Nvidia, which sells graphic processing unit (GPU) semiconductors particularly suited to AI-specific workloads, has emerged as one of the clear winners in the nascent GenAI market as demand for its GPUs explodes. However, providers of GenAI services such as big cloud computing companies have been impacted by the massive financial burden of acquiring the expensive chips.

Beatriz Valle, Senior Enterprise Technology and Services Analyst at GlobalData, comments: “There is a significant imbalance between supply and demand when it comes to GPU processors, because GenAI models in general, and especially multimodal systems that produce images and videos, greatly benefit from the parallel processing capabilities of GPUs. As a result, the chips are expensive and in short supply.

“To counteract this trend, GenAI companies are coming to market with their own proprietary technologies to run these workloads. Google has its tensor processing unit (TPU) semiconductors and Amazon has its Inferentia and Trainium architectures. Meta, the social media company behind Facebook and Instagram, recently announced the next generation of custom-made chips to help power AI-driven rankings and recommendation ads on social media platforms.”

GlobalData analysis notes that money continues to flow in the lucrative GenAI space as hyperscalers jockey for position. Leading GenAI companies are ramping up investment in strategic partnerships across the world to remain competitive.  Microsoft, now vying for a global presence to offer AI services across Microsoft Azure’s infrastructure, has recently invested $1.5 billion in new technology group G24, an Abu Dhabi (UAE) AI consortium. AWS is completing its final round of $4 billion in funding to partner Anthropic, striving to gain a foothold following Microsoft’s mega OpenAI investment.

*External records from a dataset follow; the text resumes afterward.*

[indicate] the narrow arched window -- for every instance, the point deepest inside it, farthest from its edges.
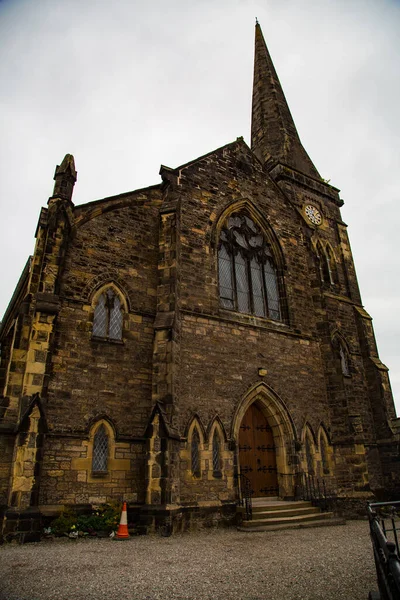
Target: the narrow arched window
(248, 276)
(331, 266)
(100, 451)
(344, 360)
(195, 454)
(323, 265)
(216, 449)
(107, 322)
(324, 456)
(309, 456)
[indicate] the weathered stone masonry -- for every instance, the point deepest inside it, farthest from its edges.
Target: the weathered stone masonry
(119, 324)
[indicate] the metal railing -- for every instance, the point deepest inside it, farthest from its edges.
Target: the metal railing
(383, 529)
(245, 496)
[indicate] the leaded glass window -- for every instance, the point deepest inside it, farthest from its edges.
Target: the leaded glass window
(248, 277)
(216, 448)
(309, 456)
(344, 361)
(195, 454)
(324, 456)
(100, 450)
(331, 265)
(107, 322)
(323, 265)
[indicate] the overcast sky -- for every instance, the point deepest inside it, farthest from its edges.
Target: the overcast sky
(128, 85)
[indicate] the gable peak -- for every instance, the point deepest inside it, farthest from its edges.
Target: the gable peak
(273, 132)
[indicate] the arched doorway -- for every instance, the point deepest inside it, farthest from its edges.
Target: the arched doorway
(257, 453)
(284, 436)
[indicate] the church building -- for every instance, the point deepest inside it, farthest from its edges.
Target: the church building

Charlotte Dunlap, Research Director of Enterprise Technology and Services at GlobalData, comments: “Microsoft’s investment signals the start of a much larger AI technology role for the UAE. G24 is targeting various sectors for its AI solutions, including healthcare and energy. The deal is not without its complications. In return for the mega investment by Microsoft, G42 severed ties to China by eliminating hardware provisioning by Huawei systems, among other efforts in recent months to appease US concerns.”